Thank you so much for your comment and the helpful information, B! I appreciate it.


btrbell profile image

btrbell 2 years ago from Mesa, AZ

Different is not a disability! Different is...different! I have a child who "marches to the beat of a different drummer"

It is the most difficult because we only want the best for our children. We want them to be happy and comfortable in this world. You are doing great with her. She is very lucky to have you for a mother.

I had my son evaluated and he joined a 0-3 and a 3-5 program. He received several different therapies, including speech, physical, and occupational. Not only did he flourish, but I got the support I was lacking, which laid so many of my fears to rest.

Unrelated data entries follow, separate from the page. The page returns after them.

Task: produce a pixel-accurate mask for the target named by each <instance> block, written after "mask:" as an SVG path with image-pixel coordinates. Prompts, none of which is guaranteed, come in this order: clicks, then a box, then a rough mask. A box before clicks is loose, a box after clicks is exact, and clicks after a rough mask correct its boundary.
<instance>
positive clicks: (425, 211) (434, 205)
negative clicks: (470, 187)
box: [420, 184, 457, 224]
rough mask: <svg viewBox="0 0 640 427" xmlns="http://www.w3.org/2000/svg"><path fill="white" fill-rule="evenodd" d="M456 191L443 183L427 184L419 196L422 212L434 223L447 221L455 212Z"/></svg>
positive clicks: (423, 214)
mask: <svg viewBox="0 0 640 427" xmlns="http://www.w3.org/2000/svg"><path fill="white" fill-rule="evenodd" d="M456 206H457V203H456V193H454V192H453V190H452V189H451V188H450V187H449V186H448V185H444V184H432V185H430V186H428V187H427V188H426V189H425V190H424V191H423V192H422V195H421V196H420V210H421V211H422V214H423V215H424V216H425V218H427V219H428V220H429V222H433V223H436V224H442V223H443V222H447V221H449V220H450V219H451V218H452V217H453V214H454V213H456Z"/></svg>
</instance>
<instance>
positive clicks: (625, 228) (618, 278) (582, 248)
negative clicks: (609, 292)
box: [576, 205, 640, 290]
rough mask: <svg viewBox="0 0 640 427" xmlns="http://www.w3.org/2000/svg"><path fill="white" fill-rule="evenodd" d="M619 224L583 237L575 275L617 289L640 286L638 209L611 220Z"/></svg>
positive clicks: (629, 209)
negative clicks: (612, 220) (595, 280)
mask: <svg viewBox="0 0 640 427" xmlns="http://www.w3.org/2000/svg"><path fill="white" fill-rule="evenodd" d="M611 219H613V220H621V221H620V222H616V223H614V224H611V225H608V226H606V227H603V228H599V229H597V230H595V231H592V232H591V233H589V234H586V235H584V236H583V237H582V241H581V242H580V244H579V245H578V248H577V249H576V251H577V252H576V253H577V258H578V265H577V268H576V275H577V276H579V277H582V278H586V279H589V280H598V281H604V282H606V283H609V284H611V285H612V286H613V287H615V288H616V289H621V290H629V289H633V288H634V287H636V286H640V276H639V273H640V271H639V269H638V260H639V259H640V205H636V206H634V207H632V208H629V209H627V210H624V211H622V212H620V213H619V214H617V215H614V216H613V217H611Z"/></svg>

Good luck, keep doing what you are doing with your beautiful girl!


Radcliff profile image

Radcliff 2 years ago from Hudson, FL Author

Thank you, Randi! I'm happy to report that the anxiety has passed. She is still a shy child, but doesn't cry and "freak out" whenever she gets any attention. My family and friends still comment on how much she's changed over the past year. But like your child, she does march to the beat of a different drummer. I'm ok with that. Social conventions be damned! Hahah! I'm glad to hear you found programs to help your child. They are still a possibility, but at least I know she won't suffer emotional pain getting involved in something like that. Thanks for sharing!


btrbell profile image

btrbell 2 years ago from Mesa, AZ

So happy to hear this! It was only after I commented that I saw how long ago you wrote this. So much can happen in a short time when they are this young! Just a little FYI, my son, Ben, recently graduated from college, has just started his first "real" job and is doing great. He has learned how to align himself with this world!


Radcliff profile image

Radcliff 2 years ago from Hudson, FL Author

That's so awesome, Randi! Yes, they change quickly. They go through so many different phases, it's tough to know what to worry about and what will pass. Thanks again!